Daily Archives: December 30, 2011

Senna (2011)

I have never been a fan of racing of any sorts, be it horse or NASCAR or Formula One, the subject of the biographical documentary, Senna. So naturally I never felt like I’d been interested in a documentary about Ayrto Senna, the brilliant Brazilian driver who was the head of the pack. I was wrong. Even non-fans like myself can get enjoy Senna, a lean doc that doesn’t waste a second. In fact, never do talking heads, interviews, or reenactments enter the frame. The movie is completely made up of archival footage, some of it astonishing like Senna’s dashboard recordings that immerse you into his world of speed. The vintage race footage is thrilling. The film ably portrays the driver’s life, his passion, his controversies with league officials who disliked the young man’s style, his competition with rivals, and his impact on the sport. Here’s an instance where being completely ignorant of the subject and its sport will come in handy, since you don’t know what befalls Senna, though most will be able to pick up the ominous tones and markings of tragedy. This is a doc that just flies by with skill, precision, and enthusiasm, much like its charismatic and confounding subject.

Nate’s Grade: B+

Warrior (2011)

This may be a mixed martial arts (MMA) movie in appearance, but really Warrior is put together like a traditional boxing movie. Director/co-writer Gavin O’Connor (Miracle) takes a kitchen-sink approach to storytelling; just about every damn dramatic thing you can think of, short of emergency baby deliveries, is stuffed into this movie.

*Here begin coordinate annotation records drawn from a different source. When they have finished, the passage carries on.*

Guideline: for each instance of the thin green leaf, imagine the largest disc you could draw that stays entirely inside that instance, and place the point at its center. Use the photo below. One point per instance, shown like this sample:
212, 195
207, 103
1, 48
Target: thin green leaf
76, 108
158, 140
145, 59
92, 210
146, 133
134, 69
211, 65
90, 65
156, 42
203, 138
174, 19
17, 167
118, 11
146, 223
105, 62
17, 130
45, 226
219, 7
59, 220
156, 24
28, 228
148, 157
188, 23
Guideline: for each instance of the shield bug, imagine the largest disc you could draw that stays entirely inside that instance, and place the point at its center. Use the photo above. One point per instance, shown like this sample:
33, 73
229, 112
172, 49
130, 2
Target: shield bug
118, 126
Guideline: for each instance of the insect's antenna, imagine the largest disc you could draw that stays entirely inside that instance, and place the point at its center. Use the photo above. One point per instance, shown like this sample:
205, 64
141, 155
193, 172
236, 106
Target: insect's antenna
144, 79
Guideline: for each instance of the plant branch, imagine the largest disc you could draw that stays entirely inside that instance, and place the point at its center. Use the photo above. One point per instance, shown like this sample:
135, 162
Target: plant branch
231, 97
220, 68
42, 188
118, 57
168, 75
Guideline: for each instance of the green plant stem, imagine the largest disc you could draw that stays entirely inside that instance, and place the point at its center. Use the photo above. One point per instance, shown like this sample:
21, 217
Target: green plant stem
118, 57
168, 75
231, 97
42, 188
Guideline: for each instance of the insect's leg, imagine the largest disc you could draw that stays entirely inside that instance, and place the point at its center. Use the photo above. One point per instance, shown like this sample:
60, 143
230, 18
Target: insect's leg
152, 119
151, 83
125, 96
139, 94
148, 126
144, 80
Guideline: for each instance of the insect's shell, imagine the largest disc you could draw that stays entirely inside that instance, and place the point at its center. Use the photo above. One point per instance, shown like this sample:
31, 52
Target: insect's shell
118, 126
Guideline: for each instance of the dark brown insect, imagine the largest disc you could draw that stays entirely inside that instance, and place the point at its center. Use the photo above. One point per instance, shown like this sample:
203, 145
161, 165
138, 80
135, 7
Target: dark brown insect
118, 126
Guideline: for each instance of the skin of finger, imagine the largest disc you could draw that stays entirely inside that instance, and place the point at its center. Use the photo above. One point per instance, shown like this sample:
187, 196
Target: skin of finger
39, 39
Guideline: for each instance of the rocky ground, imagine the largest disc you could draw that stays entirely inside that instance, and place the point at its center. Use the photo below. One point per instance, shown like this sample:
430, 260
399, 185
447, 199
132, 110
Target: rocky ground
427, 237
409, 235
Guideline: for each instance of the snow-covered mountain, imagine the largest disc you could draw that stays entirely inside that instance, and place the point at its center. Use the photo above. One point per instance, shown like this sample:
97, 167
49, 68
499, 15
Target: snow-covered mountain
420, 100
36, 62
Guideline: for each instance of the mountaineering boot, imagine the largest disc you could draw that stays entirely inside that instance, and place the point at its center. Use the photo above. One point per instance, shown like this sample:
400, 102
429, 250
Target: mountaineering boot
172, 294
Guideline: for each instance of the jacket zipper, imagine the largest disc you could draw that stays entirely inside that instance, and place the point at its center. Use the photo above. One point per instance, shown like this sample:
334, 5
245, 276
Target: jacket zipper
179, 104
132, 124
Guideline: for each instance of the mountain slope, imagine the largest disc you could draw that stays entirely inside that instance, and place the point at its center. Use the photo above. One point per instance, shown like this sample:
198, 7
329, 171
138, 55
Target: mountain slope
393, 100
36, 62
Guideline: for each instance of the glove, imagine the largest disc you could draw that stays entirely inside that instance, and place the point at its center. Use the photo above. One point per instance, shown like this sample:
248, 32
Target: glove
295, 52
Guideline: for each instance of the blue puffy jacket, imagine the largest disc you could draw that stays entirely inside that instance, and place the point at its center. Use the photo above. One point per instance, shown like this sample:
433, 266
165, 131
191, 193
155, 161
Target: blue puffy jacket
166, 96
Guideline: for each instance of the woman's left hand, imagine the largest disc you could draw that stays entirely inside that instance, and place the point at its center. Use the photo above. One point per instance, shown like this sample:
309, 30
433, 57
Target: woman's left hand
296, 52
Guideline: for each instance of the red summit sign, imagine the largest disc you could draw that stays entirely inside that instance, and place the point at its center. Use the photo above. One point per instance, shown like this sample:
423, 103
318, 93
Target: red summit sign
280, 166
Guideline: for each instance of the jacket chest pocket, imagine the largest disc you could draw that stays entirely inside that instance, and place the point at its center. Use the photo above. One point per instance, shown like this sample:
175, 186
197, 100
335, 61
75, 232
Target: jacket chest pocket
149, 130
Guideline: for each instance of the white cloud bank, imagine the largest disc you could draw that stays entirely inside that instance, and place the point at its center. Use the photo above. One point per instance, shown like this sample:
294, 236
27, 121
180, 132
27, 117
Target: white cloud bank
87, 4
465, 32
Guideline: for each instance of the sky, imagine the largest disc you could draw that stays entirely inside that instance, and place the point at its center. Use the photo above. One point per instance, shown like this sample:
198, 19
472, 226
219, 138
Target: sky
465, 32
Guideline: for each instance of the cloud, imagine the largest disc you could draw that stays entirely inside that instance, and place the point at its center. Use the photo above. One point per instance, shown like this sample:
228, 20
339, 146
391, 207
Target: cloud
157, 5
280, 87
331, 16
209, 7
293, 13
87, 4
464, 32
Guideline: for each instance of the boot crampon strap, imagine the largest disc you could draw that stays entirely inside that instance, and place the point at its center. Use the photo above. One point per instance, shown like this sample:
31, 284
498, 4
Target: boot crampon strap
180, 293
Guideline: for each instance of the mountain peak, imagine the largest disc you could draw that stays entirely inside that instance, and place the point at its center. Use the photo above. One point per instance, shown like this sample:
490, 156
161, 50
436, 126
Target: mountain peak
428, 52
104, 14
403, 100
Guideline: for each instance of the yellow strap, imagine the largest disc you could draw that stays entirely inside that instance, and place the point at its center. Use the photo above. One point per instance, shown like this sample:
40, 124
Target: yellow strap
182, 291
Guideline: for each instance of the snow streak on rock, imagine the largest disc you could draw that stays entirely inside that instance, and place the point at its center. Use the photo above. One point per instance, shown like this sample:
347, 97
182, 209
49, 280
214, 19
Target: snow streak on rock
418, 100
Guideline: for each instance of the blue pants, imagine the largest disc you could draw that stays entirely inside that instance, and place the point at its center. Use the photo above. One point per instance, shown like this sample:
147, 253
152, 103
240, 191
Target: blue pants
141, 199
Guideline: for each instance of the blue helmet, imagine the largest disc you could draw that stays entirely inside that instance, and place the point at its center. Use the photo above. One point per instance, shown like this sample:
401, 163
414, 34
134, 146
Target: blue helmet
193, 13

You’ve got two brothers, one a hard luck school teacher (Joel Edgerton) trying to save the bank from taking his home (his family is broke due to his sick daughter’s medical condition), and the other (Tom Hardy) an Iraq War vet who saved lives and wants no glory, for he’s haunted by the men in his platoon who did not survive. Add a drunken father (Nick Nolte) trying to live life on the straight-and-narrow who wants to get back in his sons’ good graces, the teacher’s community rallying around him, the Marine’s comrades in service rallying around him, and some major personal issues between brothers (Hardy feels that his bro abandoned him and their sick mother), and two competing underdog tales, and my God, it’s hard not to feel beaten into submission. But damn if it isn’t effective stuff. I was tearing up at multiple points, completely sucked into the drama, riveted by the brutal, adrenaline-pumping MMA fight scenes, and pining for family reconciliation. Hardy and Edgerton flex more than their muscles on screen; each gives terse, heartbreaking, completely convincing performances as broken-down men struggling for redemption. You don’t have to no a lick about MMA to get hooked by the heavy emotional beats of the movie. Warrior is by no means a subtle movie, but it pushes all the sports genre buttons expertly, presenting a gratifying, affecting meat-and-potatoes drama that grown men are given permission to get weepy over.